Other lives do matter
WEEKS AFTER A SIERRA LEONE MUDSLIDE KILLED HUNDREDS, RECOVERY REMAINS SLOW
MUCH has been written in recent weeks about the disastrous damage wrought by Hurricanes Irma and Harvey and the vast sums of money that will be required to get Florida and Texas back on track.
Little mention though is made of the disaster of epic proportions that struck the African nation of Sierra Leone last month.
Five weeks have passed since torrential rains caused widespread flooding and a mountainside to collapse on the outskirts of its capital, Freetown, sending a deadly blanket of mud into several communities.
Life is gradually returning to normal, but it will be a long time before recovery in complete.
“We’re getting there, but the pace is still slow,” said Ramatu Jalloh, director of advocacy and communications for Save the Children in Sierra Leone.
About 500 people were killed, more than 600 are believed missing, and almost 2,000 homes were as a result of the August 14 mudslide, according to humanitarian aid workers. Almost 6,000 people were affected by the disaster, the International Organisation for Migration said.
The disaster was another grim chapter in the recent history of the poverty-stricken West African nation that has endured more than a decade of civil war and an Ebola crisis in which almost 4,000 people died.
Experts said poor infrastructure, deforestation and the construction of shoddy informal settlements on eroded hillsides contributed to the mudslide’s death toll.
“While flooding is a natural disaster, the scale of the human tragedy in Freetown is, sadly, very much manmade,” Makmid Kamara, Amnesty International’s deputy director of global issues, said in a recent statement. “The authorities should have learned lessons from previous similar incidents and put in place systems to prevent, or at least minimise, the consequences of these disasters.”
Destructive floods are common in Freetown, but “due to a lack of regulation and insufficient consideration for minimum standards and environmental laws, millions of Sierra Leoneans are living in dangerously vulnerable homes”, the Amnesty International official added.
The primary focus of the recovery effort is on the hardest hit areas, Jalloh said. But other communities that were less affected by the mudslide but were still inundated, such as the densely populated slum community of Kroo Bay, were still in dire need of help, she said.
Many roads in the mudslide zone remain impassable, getting food is difficult, and structures – many of them shanties that once provided shelter in the port city of about 1 million people – are now buried in muck.
The government had initially decided to house displaced residents with host families whose homes remained intact, but that proved to be impractical, said Zynab Kamara, emergency response manager in Sierra Leone for the international charity ActionAid.

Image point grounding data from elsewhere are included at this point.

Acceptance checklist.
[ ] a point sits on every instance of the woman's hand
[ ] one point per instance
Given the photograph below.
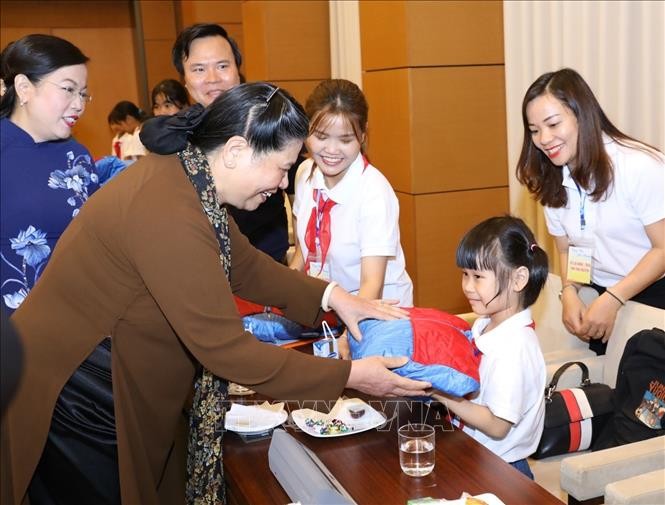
(573, 312)
(343, 346)
(599, 318)
(353, 309)
(372, 376)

“Most people are struggling with livelihoods right now ... so to put more people into a family that’s already crowded has its own dynamics and its implications,” the manager said.
Tent camps have since been erected to temporarily house the displaced, many of whom initially sought refuge in schools, mosques, churches, community centres, and with friends and family.

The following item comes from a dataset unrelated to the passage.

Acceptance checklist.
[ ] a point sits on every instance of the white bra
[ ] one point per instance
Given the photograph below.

Lack of access to potable water is of great concern, aid workers said.
“The floods affected the water infrastructure and contaminated existing water sources,” said Phebeans Oriaro Weya, Oxfam’s acting country director for Sierra Leone.
The World Health Organisation warned that residents of affected areas were particularly vulnerable to outbreaks of infectious diseases, such as malaria, typhoid and cholera.
The last major cholera outbreak in Sierra Leone was in 2012, according to the WHO.
Weya said Oxfam was working with partners, including Save the Children, Concern Worldwide and Action Against Hunger, to provide drinking water to hundreds of those in need, including supplying bottled water and trucking water to communities.
People queue to register at the Saio Elementary Community School after the mudslides in Freetown, capital of Sierra Leone, on August 19.
People receive clothes at the school after the catastrophe.